What do you think Equifax, LexisNexis, criminal background checks, person-search websites, and automated account termination are? "Social credit" only seems like some foreign concept because it was coined describing a foreign society - it's more difficult to look inwards at what already exists.
You don't have to do those for day to day living, attending school, getting on a plane, most employment, entering a grocery store, a pub or daycare for your kid. These will have to be scanned to work and will be able to be turned off. USA seems to be slow rolling towards it but look at France and UK just this week. Life ending fines, 6 month jail time if you enter one of these places without it. No exemptions for those that aquired natural immunity either.
> ut look at France and UK just this week. Life ending fines, 6 month jail time if you enter one of these places without it. No exemptions for those that aquired natural immunity either
You are wrong, you need a valid digital certificate which can come from 1) two doses and 14 days; 2) negative PCR less than 73hrs; 3) certificate you had covid (in some cases a vaccine dose is required on top). Considering people have had Covid multiple times, a generic exemption for them might be too broad.
The idea that you should expect to be searched to enter concerts and sporting events is more insane. And yet that's just been the new normal for the past 15 years.
The biggest issue is whether businesses can use your personal information for purposes other than checking vaccination status.
Some of the European systems I've read about seem to discourage that, and the GDPR would also seem to prohibit it. But there's no willpower for such laws in the US, so we'd inevitably end up with the synergy of government and corporate power, like everything else. For instance, half the surveillance systems I listed in my other comment rely on abusing government-mandated identifiers.
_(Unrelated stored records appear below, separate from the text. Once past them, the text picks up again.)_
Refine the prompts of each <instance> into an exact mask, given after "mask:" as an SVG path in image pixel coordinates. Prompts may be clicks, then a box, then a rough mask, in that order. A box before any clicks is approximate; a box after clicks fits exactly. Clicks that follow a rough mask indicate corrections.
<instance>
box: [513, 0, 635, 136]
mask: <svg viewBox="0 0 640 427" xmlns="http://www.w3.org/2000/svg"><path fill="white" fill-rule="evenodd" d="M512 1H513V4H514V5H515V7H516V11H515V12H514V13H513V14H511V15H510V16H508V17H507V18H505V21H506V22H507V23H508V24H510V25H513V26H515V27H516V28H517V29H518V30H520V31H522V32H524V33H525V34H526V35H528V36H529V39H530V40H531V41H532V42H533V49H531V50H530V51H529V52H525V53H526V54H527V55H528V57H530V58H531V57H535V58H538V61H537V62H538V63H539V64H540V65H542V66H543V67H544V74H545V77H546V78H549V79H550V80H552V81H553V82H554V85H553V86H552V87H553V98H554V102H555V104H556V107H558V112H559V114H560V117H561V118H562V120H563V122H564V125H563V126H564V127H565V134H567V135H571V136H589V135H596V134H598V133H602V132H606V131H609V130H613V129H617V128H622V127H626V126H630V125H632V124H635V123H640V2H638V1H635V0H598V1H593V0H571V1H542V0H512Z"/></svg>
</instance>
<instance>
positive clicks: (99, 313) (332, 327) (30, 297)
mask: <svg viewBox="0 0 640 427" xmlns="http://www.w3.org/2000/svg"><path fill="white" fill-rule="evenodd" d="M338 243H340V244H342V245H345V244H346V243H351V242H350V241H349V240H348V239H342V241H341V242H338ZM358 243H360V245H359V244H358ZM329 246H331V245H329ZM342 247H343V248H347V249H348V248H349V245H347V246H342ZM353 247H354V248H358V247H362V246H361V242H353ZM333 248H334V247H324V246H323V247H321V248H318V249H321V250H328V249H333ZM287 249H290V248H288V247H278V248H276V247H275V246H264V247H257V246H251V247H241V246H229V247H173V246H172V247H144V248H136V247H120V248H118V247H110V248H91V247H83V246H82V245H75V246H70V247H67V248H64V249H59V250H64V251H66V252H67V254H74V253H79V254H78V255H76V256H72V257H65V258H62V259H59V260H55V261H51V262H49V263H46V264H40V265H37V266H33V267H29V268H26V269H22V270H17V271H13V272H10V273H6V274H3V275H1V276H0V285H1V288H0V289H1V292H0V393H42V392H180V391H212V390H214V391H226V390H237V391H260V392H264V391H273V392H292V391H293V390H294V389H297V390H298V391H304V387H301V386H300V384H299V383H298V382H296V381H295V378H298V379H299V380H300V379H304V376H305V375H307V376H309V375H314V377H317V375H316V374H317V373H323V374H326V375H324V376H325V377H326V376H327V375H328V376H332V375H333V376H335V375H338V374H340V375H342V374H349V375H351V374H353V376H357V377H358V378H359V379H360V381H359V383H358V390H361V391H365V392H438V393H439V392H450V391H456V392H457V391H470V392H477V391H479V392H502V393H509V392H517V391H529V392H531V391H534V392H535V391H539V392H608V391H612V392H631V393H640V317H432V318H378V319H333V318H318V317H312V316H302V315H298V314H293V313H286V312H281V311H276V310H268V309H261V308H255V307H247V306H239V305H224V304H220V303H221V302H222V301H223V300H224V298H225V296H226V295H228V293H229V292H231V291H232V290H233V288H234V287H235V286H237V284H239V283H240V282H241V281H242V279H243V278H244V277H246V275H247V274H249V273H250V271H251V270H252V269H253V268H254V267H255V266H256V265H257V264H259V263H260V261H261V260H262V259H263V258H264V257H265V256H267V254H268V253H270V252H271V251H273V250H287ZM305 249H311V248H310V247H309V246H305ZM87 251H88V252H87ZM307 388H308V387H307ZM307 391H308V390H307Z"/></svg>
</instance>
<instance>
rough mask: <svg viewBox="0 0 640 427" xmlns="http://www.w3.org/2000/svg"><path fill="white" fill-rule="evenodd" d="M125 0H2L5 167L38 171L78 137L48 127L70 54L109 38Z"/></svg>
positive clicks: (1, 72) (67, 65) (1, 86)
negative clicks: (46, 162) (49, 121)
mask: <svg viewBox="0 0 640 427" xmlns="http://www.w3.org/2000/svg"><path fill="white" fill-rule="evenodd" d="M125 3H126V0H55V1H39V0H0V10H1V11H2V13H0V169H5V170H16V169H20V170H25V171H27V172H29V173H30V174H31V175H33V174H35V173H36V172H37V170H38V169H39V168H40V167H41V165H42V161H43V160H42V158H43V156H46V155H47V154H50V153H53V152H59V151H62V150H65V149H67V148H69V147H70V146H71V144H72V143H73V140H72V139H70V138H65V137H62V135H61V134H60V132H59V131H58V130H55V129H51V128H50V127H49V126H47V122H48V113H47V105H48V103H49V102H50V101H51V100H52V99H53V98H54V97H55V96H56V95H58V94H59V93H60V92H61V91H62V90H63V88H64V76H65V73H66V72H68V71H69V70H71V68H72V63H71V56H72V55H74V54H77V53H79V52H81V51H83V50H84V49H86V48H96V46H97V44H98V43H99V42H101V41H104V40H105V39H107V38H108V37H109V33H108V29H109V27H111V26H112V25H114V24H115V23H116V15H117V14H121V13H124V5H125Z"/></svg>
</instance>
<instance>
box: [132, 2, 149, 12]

I never said that it was, which was apparent from my characterization of "insane". I was merely pointing out that framing vaccination requirements as some sort of watershed totalitarianism is ridiculous. We get far less specific benefit from other intrusions. For example, spending the political energy putting surveillance valley out of business would go much further for freedom's sake.
Three of your own examples (day to day living, attending school, most employment) actually do require subjecting yourself to control by the systems I listed. Furthermore, all of the examples you listed make you subject to observation.
The only way to be able to escape this is to be independently wealthy, which with the way our economy is designed is only ever possible for a minority of people. I agree that vaccine requirements are part of ever-creeping totalitarian control, regardless of apparent prudence, but to frame it as some sort of not-yet-here watershed moment is either uninformed or disingenuous.